Karl Brunnholzl is the prolific author and translator of several volumes on Indian and Tibetan Buddhism. A physician extensively trained in Buddhist study and practice, he teaches frequently in North America and Europe.

If you’ve read even a little about the life of the Buddha—or seen the movie—you know he wasn’t just a navel-gazing holy man detached from the cares of a suffering world. He was passionate about discovering the truth about life and his existence as a human being. That passion led him to break away from the established religious doctrines of his time and, after his awakening, to found a community based on egalitarian principles.

The nonconformist, revolutionary spirit is found in many great historical teachers in all the Buddhist traditions.

In the Buddha’s community, for example, the caste system was thrown out—untouchables and brahmins were equal aspirants on the path to enlightenment.  That may not sound shocking to you now, but ask yourself: would you dare to seat the Pope or the Dalai Lama next to a homeless person at your dinner party?

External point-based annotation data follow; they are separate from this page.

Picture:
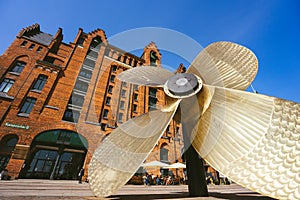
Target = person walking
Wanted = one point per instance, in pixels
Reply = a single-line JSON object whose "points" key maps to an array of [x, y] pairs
{"points": [[80, 175]]}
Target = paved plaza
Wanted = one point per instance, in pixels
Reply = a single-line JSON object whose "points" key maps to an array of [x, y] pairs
{"points": [[25, 189]]}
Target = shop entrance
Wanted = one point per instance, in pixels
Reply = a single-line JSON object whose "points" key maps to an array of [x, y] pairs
{"points": [[57, 154]]}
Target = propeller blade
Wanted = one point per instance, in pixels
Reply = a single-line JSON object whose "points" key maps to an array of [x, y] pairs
{"points": [[146, 76], [225, 64], [191, 109], [254, 140], [122, 152]]}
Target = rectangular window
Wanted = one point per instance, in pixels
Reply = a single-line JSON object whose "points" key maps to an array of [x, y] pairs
{"points": [[23, 43], [124, 84], [18, 67], [112, 78], [40, 82], [6, 85], [135, 97], [82, 86], [120, 117], [152, 98], [123, 93], [122, 105], [85, 73], [76, 100], [152, 92], [110, 88], [114, 68], [134, 108], [28, 105], [39, 49], [71, 115], [31, 46], [107, 102], [105, 114]]}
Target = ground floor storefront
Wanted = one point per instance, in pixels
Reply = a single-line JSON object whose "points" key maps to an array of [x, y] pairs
{"points": [[53, 154]]}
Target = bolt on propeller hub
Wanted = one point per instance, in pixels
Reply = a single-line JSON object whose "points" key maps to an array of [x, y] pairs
{"points": [[182, 85]]}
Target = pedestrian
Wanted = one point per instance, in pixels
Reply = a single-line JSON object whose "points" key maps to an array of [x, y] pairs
{"points": [[4, 174], [80, 175]]}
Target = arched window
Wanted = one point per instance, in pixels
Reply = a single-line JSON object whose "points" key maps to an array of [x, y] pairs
{"points": [[96, 43], [18, 67]]}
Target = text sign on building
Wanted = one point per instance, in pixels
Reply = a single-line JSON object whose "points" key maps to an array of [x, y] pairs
{"points": [[17, 126]]}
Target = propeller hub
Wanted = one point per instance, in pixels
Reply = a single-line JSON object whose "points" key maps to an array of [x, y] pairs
{"points": [[182, 85]]}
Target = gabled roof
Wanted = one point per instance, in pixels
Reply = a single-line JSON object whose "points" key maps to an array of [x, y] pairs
{"points": [[33, 33]]}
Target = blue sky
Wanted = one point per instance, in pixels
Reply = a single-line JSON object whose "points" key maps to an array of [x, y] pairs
{"points": [[270, 28]]}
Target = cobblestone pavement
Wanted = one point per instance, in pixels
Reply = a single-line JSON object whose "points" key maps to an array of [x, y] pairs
{"points": [[25, 189]]}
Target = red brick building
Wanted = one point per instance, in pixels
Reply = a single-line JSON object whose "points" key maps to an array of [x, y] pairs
{"points": [[58, 101]]}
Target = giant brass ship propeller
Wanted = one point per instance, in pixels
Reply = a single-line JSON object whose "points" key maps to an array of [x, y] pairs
{"points": [[251, 138]]}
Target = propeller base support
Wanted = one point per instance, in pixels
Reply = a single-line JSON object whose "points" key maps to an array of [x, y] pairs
{"points": [[183, 85]]}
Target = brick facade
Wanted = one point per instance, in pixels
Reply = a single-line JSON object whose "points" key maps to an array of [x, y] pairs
{"points": [[81, 95]]}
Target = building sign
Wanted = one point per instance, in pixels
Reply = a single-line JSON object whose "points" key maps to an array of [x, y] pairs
{"points": [[17, 126]]}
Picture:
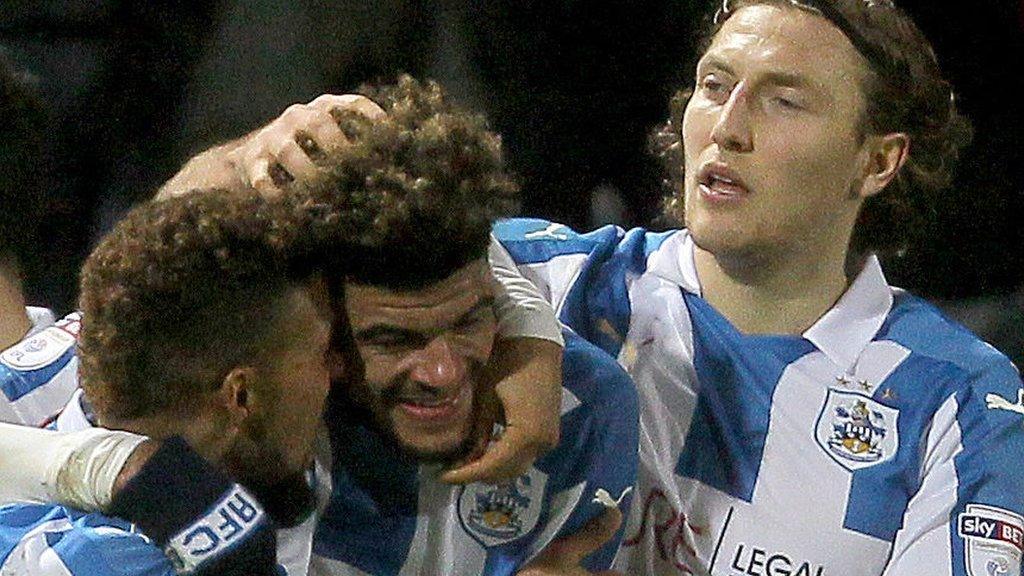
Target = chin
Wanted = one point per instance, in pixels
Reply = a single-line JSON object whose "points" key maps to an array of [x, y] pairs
{"points": [[441, 451]]}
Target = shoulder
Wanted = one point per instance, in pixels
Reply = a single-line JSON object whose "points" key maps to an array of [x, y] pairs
{"points": [[933, 337], [595, 377], [39, 539], [38, 374], [534, 240]]}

The nonconformist, revolutionary spirit is found in many great historical teachers in all the Buddhist traditions.  You may not recognize the foreign sounding names or the issues that provoked them, but you can appreciate their courage and commitment to honesty and truth, in the face of recrimination, rejection, and even retribution. These “heretics” included brilliant scholars and meditators, like Nagarjuna. Although he eventually came to be regarded as a “second buddha,” his teachings on emptiness challenged the status quo in certain circles. To discredit him and paint him as a demon, some other Buddhists even invented negative prophesies about him and put them in the scriptures.

Then there was Gampopa, a revered figure in the Kagyu lineage of Tibetan Buddhism. Because he said that the Buddha taught “mahamudra” (one of the most advanced meditations) in his public discourses and even beginners could practice it and attain realization, he got a lot of flak from everyone at the time. The list goes on and includes figures like the 8th Karmapa and the 5th Dalai Lama. Whether they dared to question the authority of their tradition, departed from the established views of the day, or refused to play partisan spiritual politics, they were seen for a time as heretics, not as game players.


  1. avatar Rui Umezawa says:

    I very much like what you are saying, but nonetheless wonder: were the sages you mention rebelling or somply going with a flow (energy. qi, yuanfen, whatever) greater than society’s rules?

    This may just be semantics, but “rebel” to me can have egocentric connotations. James Dean in Rebel Without a Cause was egocentric. Rebels like Buddha and Robespierre only became rebels because they were answering a great calling.

    I really like your message, but unless one can honestly hear the calling or feel the energy, aren’t you just getting lost in another illusion?

    Respectfully yours,

  2. avatar Waywuwei says:

    I don’t know of any historical documentation that Buddha taught Mahamudra. It was a classical trick of the Mahayanists to re-write history to claim that the teachings written long after the death of Buddha were actually taught by the Buddha himself. The schemes that were dreamt up to explain why there was no historical record were quite elaborate and would not pass muster with the standards of modern scholarship.

    • avatar Robert Bullock says:

      Waywuwei, who cares if the Buddha did or didn’t teach Mahamudra? I don’t know the Buddha, I never met him. I take it on faith that the guy even existed. You think historical documentation proves anything?

      There’s a lot of documentation that Jesus Christ existed yet many contend that he did not and with good reason. Suppose that Buddha also did not exist, was pure myth. What then? Do all the teachings suddenly become invalid if they weren’t uttered by a specific person thousands of years ago?

      At the very least, we know that the Buddha’s words were not written down for hundreds of years after his death, so how can we say with conviction what he did or did not teach?

      It’s irrelevant as far as I’m concerned.